The next morning, Xerxes called Haman in and asked, “What is to be done for the man whom the king desires to honor?” (Esther 6:6) Haman immediately assumes the king wishes to honor him, and he suggests that the man to be honored be given one of the king’s royal robes, one of the king’s horses, one of the king’s crowns, and have him be lead on horseback throughout the city. Xerxes agrees to this… and then tells Haman to do so to Mordecai – the very man for whom Haman had gallows built! What a slap in the face! What a turn of the tables that is so meaningful, it can be no coincidence, but only the hand of God at work!
At the second banquet, the king once again asks what Esther wants and promises to give it to her. She replies that her life and the lives of her people are to be annihilated, and she requests that these be given to her. Xerxes asks her who has done this to his queen. She responds “A foe and an enemy is this wicked Haman!” (Esther 7:6) Another coincidence that is a testimony to God’s sovereignty and active plan in Esther life: Xerxes then orders that the gallows Haman had built for Mordecai be used on Haman, himself!

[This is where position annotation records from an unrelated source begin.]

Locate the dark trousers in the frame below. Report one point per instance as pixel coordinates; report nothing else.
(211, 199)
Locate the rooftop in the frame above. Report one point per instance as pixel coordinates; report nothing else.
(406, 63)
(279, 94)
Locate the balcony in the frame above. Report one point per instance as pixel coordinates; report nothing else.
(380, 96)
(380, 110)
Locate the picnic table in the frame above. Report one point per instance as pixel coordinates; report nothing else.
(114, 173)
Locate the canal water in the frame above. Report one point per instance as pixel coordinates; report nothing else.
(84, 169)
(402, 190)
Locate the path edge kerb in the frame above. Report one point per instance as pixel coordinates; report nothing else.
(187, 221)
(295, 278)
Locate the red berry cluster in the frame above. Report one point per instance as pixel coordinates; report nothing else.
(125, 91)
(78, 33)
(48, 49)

Xerxes had Esther write a new decree allowing the Jews to defend themselves, which he had her seal with his signet ring. The Jews were saved, and they celebrated with a feast – a feast still celebrated by Jews to this day – the Feast of Purim. “The gladness of their hearts, the joy on their faces, the delight in their dancing, the overall, unrestrained fun among them attracted others to their Lord. It always will. People cannot stay away from the audacious joy of God’s people! (Swindoll, 150-151)
In summary: Esther rocks!
One of the great things about Charles Swindoll’s book are his comments that highlight the silent activity of God. God may seem silent, and His silence may seem unfair – especially as we watch the joy of others while we are desperately waiting for our own prayers to be answered. But God’s silence is not His absence. If God can take an exiled orphan girl, make her into a queen, and use her to save His people from a man similar to Hitler, all without Him audibly speaking to His people, then surely He is active in my life as well. I’ve certainly never heard God speak, nor have I ever received a message in a dream or a vision, but there are too many coincidences in my life that have brought me out of the darkest depths of depression and given me the hope of Salvation; I cannot deny God’s work in my life.

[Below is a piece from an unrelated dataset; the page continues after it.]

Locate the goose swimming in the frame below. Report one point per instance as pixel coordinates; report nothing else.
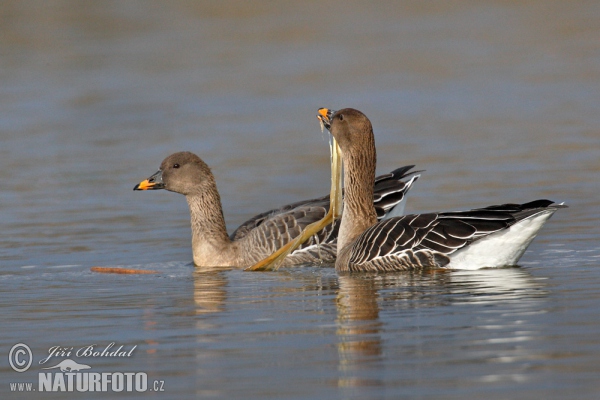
(260, 236)
(493, 236)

While reading this book, my prayer turned from, “God, please give me a child,” to, “God, if it be Your will to give me a child, help my husband and me to raise this child to be like Esther – to be faithful in a secular world, to recognize his or her worth in You, to acknowledge that he or she can make a difference in this world and change unjust laws that supposedly cannot be revoked. Help my child know when to act and when to wait on You, and help me to do the same.”
That very week, I got a positive pregnancy test. When we found out we were having a girl, well, what other name fits better than Esther?
Swindoll, Charles R. Esther: A Woman of Strength & Dignity. Nashville, Tennessee: Word Publishing Inc, 1997. Print.